Evangile de Jésus Christ selon Saint Matthieu 15, 21 – 28
En ce temps-là, partant de Génésareth, Jésus se retira dans la région de Tyr et de Sidon. Voici qu’une Cananéenne, venue de ces territoires, disait en criant : « Prends pitié de moi, Seigneur, fils de David ! Ma fille est tourmentée par un démon. » Mais il ne lui répondit pas un mot.
Les disciples s’approchèrent pour lui demander : « Renvoie-la, car elle nous poursuit de ses cris ! » Jésus répondit : « Je n’ai été envoyé qu’aux brebis perdues de la maison d’Israël. »
Mais elle vint se prosterner devant lui en disant : « Seigneur, viens à mon secours ! » Il répondit : « Il n’est pas bien de prendre le pain des enfants et de le jeter aux petits chiens. » Elle reprit : « Oui, Seigneur ; mais justement, les petits chiens mangent les miettes qui tombent de la table de leurs maîtres. »
Jésus répondit : « Femme, grande est ta foi, que tout se passe pour toi comme tu le veux ! » Et, à l’heure même, sa fille fut guérie.
Jésus conduit la Cananéenne sur le véritable chemin de la foi. Il garde d’abord le silence, m’enseignant ainsi que Son temps n’est pas le mien : même s’il semble ne pas répondre, je continue à lui faire confiance. Puis il lui montre que Dieu a Son temps et Ses projets — Israël d’abord —, m’apprenant ainsi à ne pas me comparer aux autres : même si d’autres semblent avoir une longueur d’avance, je fais confiance à la place et au moment que Dieu a préparés pour moi. Enfin, il lui fait prendre conscience de sa petitesse : tant de fois, je vis comme un « petit chien », me laissant porter par mes impulsions et mes envies au lieu de rechercher sa volonté. Mais elle ne s’offusque pas et ne s’éloigne pas : elle reste et fait confiance. Ma foi mûrit lorsque ni le silence de Dieu, ni Ses plans, ni ma propre pauvreté ne parviennent à m’éloigner de Lui.

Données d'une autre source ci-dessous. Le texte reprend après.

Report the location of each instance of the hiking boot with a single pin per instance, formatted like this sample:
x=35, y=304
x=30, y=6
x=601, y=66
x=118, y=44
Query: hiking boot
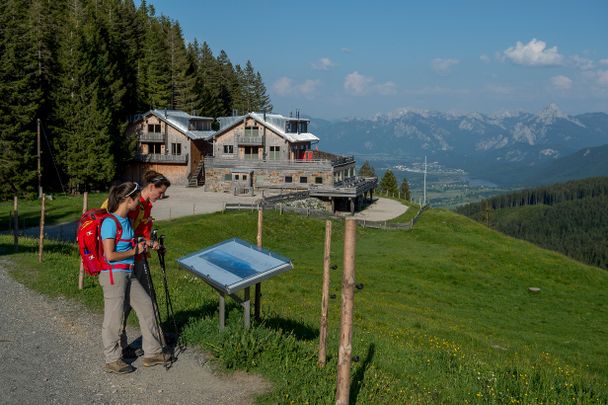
x=131, y=352
x=161, y=358
x=118, y=367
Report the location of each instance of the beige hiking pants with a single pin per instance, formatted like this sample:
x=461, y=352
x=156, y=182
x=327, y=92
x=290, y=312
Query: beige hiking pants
x=126, y=289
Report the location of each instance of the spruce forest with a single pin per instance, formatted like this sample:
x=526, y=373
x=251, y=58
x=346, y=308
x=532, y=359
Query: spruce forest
x=84, y=68
x=570, y=218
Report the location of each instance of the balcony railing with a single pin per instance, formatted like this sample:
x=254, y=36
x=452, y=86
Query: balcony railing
x=151, y=137
x=323, y=164
x=248, y=140
x=161, y=158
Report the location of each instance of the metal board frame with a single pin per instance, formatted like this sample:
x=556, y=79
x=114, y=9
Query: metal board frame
x=221, y=260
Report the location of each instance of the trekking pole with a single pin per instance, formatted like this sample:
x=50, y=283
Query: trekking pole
x=170, y=313
x=152, y=292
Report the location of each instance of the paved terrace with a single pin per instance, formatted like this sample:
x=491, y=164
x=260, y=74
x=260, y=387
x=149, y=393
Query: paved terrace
x=182, y=201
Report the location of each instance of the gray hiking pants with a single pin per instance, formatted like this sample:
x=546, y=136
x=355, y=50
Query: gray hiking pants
x=126, y=289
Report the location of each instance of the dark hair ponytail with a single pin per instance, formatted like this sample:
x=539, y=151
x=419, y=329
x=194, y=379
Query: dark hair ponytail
x=154, y=177
x=120, y=192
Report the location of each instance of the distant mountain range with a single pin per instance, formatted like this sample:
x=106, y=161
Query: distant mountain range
x=511, y=148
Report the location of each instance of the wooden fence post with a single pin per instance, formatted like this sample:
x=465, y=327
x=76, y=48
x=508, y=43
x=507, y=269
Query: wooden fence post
x=85, y=207
x=325, y=297
x=16, y=223
x=258, y=286
x=346, y=321
x=41, y=239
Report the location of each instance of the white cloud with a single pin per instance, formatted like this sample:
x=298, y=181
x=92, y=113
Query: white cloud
x=283, y=86
x=387, y=89
x=534, y=53
x=582, y=63
x=323, y=64
x=561, y=82
x=602, y=77
x=443, y=66
x=308, y=87
x=356, y=83
x=498, y=89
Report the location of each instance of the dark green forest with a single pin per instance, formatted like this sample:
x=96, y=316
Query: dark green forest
x=84, y=68
x=571, y=218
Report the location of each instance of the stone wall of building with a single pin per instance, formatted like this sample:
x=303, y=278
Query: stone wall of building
x=223, y=179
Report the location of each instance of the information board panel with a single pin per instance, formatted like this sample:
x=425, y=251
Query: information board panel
x=234, y=264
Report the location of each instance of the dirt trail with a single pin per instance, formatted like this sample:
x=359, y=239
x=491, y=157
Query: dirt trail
x=50, y=353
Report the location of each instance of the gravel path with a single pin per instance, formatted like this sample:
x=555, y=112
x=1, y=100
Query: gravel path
x=50, y=353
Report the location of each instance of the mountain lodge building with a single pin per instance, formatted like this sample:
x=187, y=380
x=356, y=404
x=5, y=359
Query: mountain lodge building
x=248, y=153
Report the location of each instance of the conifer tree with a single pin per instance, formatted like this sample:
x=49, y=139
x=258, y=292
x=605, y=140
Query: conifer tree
x=182, y=72
x=261, y=97
x=20, y=98
x=207, y=78
x=226, y=83
x=405, y=190
x=155, y=87
x=88, y=94
x=367, y=170
x=388, y=184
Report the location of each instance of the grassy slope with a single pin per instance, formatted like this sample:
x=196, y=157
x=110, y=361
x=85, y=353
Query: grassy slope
x=58, y=210
x=444, y=316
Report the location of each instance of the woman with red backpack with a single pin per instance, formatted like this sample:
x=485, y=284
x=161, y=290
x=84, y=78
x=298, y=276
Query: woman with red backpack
x=119, y=285
x=155, y=186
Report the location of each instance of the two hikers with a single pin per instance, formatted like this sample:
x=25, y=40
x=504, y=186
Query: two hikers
x=125, y=283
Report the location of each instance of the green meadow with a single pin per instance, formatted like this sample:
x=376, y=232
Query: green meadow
x=444, y=315
x=58, y=209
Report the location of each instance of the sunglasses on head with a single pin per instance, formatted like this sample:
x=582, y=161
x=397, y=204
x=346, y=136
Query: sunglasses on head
x=158, y=179
x=135, y=189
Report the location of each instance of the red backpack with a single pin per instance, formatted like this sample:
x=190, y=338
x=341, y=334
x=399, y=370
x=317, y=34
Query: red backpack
x=90, y=245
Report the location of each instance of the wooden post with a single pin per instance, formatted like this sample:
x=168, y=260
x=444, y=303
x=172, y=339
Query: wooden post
x=247, y=309
x=222, y=311
x=41, y=239
x=16, y=223
x=85, y=207
x=258, y=286
x=325, y=297
x=346, y=322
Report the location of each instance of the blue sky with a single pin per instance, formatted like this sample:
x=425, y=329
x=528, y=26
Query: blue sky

Appliqué à la vie conjugale
Augustin : Céline, en méditant aujourd’hui l’Évangile de la cananéenne, j’ai pensé à nous et à notre mariage. Tu te souviens comment nous avons commencé notre chemin de conversion ? Retraites, adorations, rencontres… Nous voulions être présents partout.

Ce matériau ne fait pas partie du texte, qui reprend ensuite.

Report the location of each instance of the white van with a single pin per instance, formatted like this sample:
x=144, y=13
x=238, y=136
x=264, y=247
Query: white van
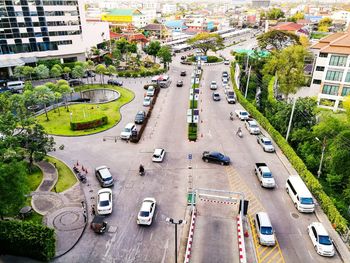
x=300, y=195
x=15, y=85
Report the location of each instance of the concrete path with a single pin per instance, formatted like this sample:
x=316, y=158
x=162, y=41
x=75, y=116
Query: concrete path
x=63, y=212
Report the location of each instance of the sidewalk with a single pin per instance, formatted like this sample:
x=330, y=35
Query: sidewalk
x=63, y=212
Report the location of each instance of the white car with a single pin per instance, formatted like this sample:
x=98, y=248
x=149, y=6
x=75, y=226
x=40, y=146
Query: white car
x=158, y=155
x=252, y=127
x=128, y=130
x=104, y=201
x=320, y=239
x=146, y=213
x=147, y=101
x=213, y=85
x=150, y=91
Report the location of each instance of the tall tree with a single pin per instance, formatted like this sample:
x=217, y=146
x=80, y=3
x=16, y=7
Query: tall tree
x=206, y=41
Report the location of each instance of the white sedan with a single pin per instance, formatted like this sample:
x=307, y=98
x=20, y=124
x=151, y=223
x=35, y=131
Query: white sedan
x=158, y=155
x=104, y=201
x=145, y=216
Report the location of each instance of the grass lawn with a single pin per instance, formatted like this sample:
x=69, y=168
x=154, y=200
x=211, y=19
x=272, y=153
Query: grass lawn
x=66, y=178
x=60, y=124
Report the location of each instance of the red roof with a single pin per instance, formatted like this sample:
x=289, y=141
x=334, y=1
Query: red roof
x=289, y=26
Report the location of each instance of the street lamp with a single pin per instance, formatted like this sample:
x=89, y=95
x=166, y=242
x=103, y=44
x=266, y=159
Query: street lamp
x=179, y=222
x=323, y=149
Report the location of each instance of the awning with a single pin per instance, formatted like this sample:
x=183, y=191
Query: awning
x=5, y=63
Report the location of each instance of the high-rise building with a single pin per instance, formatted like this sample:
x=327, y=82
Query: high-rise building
x=261, y=3
x=42, y=29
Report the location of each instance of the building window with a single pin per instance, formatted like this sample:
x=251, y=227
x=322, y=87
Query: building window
x=338, y=61
x=347, y=78
x=345, y=91
x=334, y=75
x=330, y=89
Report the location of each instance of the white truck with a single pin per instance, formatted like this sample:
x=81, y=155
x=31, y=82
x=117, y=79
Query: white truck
x=242, y=114
x=264, y=175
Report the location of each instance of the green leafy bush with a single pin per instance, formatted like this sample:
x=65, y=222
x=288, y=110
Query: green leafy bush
x=26, y=239
x=312, y=183
x=90, y=124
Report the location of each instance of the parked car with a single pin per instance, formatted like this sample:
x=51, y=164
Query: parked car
x=104, y=202
x=158, y=155
x=215, y=157
x=213, y=85
x=265, y=143
x=140, y=117
x=75, y=82
x=252, y=127
x=320, y=239
x=128, y=130
x=104, y=176
x=180, y=83
x=150, y=91
x=115, y=82
x=145, y=216
x=147, y=101
x=216, y=96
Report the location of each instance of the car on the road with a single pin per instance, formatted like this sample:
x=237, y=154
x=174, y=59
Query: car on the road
x=180, y=83
x=75, y=82
x=104, y=176
x=213, y=85
x=231, y=97
x=216, y=96
x=128, y=130
x=150, y=91
x=140, y=117
x=115, y=82
x=252, y=127
x=320, y=239
x=145, y=216
x=158, y=155
x=104, y=201
x=147, y=101
x=215, y=157
x=265, y=143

Céline : Oui, nous étions enthousiastes.
Augustin : Tout cela était bien, mais je crois que, sans nous en rendre compte, nous avons commencé à choisir la manière dont nous voulions suivre le Seigneur : nos horaires, les couples d’époux avec lesquels nous nous sentions à l’aise, les ambiances qui nous réconfortaient… En écartant ce que nous ne comprenions pas ou qui ne nous convenait pas.
Céline : Peut-être cherchions-nous aussi à nous sentir proches de Dieu.
Augustin : Ce que j’ai découvert, c’est que parfois, nous avons davantage recherché les choses de Dieu qui nous procuraient de la satisfaction, que Dieu lui-même. La Cananéenne m’apprend autre chose : Jésus garde le silence et pourtant elle reste ; Il lui montre un ordre qu’elle ne comprend pas, et elle fait confiance ; Il lui révèle la vérité de sa propre petitesse, et elle ne s’en va pas.
Céline : Nous, en revanche, on disait peut-être : « Seigneur, nous voulons te suivre… mais par ici, avec eux, et en te ressentant ainsi. »
Augustin : Oui. Je crois qu’il nous demande maintenant de franchir une nouvelle étape : « Seigneur, conduis-nous, Toi-même. » il nous demande de cesser de rechercher des expériences de Dieu et de nous abandonner ensemble à sa Providence, même si nous ne comprenons pas, si nous ne ressentons pas ou si nous n’aurions pas choisi ce chemin.
Vierge Marie,
Enseigne-nous à dire « amen » à ton Fils. Qu’il soit béni et loué à jamais, lui qui nous a rachetés par Son Sang.